Le diesel vert sera produit à partir d’huile de soja ou d’huile de cuisson usagée et sera utilisable dans les véhicules sans que ceux-ci ne subissent de travaux d’adaptation. Annoncé en 2020 et approuvé en 2022 par le Conseil de surveillance du Comté, le projet de Rodeo Renewed devrait voir le jour en 2024

Le porte-parole de Phillips 66 argumente que le désaccord sur le niveau de réduction des émissions de GES réside dans la prise en compte, par les autorités locales, des autres raffineries de la région pour lesquelles l’entreprise conserve les permis d’exploitation.

Le devenir de ces raffineries est incertain, Phillips 66 envisage leur arrêt au démarrage du nouveau projet. Dans le même temps, l’entreprise rappelle que le traitement des sous-produits du pétrole, comme les huiles de vidange, permettrait la production de matériaux nécessaires aux batteries électriques.

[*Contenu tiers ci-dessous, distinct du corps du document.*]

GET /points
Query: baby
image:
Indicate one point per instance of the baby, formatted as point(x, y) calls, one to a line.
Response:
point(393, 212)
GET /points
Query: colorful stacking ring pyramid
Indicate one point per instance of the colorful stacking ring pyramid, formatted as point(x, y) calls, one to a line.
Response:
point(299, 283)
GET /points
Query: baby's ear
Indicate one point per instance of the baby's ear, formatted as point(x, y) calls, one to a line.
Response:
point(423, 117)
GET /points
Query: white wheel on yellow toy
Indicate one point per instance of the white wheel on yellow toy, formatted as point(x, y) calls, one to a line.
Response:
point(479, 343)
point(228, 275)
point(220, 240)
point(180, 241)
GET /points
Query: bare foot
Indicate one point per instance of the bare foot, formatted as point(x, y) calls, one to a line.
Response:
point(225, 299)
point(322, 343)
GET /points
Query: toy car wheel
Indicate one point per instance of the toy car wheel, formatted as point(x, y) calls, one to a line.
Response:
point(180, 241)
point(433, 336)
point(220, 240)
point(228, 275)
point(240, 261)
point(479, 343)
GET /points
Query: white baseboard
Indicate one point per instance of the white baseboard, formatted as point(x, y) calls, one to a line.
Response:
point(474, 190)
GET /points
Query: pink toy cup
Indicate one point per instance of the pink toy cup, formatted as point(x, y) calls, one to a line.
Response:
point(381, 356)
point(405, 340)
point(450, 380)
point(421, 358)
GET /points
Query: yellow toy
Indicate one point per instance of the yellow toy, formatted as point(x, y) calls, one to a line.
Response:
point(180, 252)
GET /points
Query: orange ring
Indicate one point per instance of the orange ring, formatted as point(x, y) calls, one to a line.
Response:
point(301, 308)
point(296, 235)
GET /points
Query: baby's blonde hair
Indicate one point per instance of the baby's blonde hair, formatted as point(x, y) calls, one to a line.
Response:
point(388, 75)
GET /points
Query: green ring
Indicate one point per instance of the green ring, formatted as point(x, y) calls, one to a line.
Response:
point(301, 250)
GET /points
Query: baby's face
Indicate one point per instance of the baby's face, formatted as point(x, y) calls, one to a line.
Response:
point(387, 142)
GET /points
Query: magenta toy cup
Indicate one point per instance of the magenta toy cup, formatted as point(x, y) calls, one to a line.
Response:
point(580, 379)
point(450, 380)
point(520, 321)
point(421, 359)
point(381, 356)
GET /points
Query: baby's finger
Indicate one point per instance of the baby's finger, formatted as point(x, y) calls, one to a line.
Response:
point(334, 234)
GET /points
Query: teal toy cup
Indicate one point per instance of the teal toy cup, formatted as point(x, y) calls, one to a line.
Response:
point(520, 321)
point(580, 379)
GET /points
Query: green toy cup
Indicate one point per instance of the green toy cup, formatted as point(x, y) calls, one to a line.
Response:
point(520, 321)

Pour les chercheurs, le biocarburant émet certes moins de GES lors de sa combustion mais l’exploitation des terres agricoles pour produire le maïs et le soja nécessaires à sa fabrication en anéantit le gain. De plus, les réductions annoncées se basent sur des modèles de production d’énergie verte encore mal maîtrisés et en comparaison avec un rythme élevé de production pétrolière, sans compter que la cessation de la raffinerie prévoit la suppression d’un oléoduc remplacé par un transport alternatif (maritime et ferroviaire).

Aux vues des désaccords sur les chiffres des uns et des autres, les habitants n’ont d’autre choix qu’attendre le lancement du projet Rodeo Renewed en restant attentif aux risques de pollutions.

Biocarburant ou sécurité alimentaire ?

Selon l’ONG Transport & Environnement, outre l’incohérence de condamner des surfaces agricoles en période d’insécurité alimentaire, voire de famines en certains points du globe, la production de biocarburant est une façon de ne pas considérer la nécessaire transition dans les approvisionnements, en réduisant les besoins en transport et en reconnectant l’offre et la demande localement.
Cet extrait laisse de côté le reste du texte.